Ants are incredibly strong, being able to lift many times their own weight and survive falls from tremendous heights in proportion to their size. This is especially impressive when you see how skinny an ant’s legs are compared to its body. However, if you were able to somehow enlarge an ant (in the movies, radiation seems to be a favorite method of enlarging things), the cross sectional area of our imaginary block of ant leg would increase at a slower rate than its volume, and therefore its weight.

This is important for the same reason that it was with our concrete block, because it is this cross-sectional area that has to support the weight of the block of ant leg, and of course the rest of the leg and the enlarging ant above the leg.

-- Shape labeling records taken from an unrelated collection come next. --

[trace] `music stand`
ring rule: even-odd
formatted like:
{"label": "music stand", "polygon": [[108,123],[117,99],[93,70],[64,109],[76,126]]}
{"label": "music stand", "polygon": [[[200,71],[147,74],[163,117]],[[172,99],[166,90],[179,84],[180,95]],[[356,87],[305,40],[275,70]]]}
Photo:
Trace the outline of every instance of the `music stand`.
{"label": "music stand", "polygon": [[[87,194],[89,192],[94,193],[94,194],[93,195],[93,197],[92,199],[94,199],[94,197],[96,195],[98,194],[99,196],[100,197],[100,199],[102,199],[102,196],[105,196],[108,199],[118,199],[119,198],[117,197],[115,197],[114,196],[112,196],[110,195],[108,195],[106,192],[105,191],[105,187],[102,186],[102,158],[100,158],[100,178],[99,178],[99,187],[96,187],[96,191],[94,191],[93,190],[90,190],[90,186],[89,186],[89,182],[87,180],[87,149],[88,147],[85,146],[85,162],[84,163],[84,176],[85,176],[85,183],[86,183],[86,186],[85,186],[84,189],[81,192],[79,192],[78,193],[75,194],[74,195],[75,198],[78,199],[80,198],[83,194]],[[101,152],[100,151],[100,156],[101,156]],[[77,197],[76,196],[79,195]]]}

If the leg becomes ten times thicker, its cross-sectional area becomes something like 100 times larger. At the same time though, its weight becomes something like 1,000 times greater. If you keep doing this, at some point, long before the ant is large enough to take over even a small town, much less the world, it will collapse under its own weight, just like the concrete cube.

For other problems associated with enlarging ants, check out the article on Size and Scaling from Dr. Thomas J. Herbert, Professor of Biology at the University of Miami.

The square-cube law explains why insects have proportionally thinner legs than larger creatures, and yet can jump off tables, or out of airplanes, and not get hurt. It also explains why elephants, which have incredibly thick legs in proportion to their body size, do not climb trees (some might argue that this is only one of the reasons).

This scientific principle can also be applied in the other direction, to explain why people cannot be shrunk down to the size of ants (again, there might be other factors involved here). But perhaps this discussion is best left to another time. Until then, suffice it to say that you should be able to sleep better at night now, confident that there is no chance that giant ants will take over the world while you’re asleep.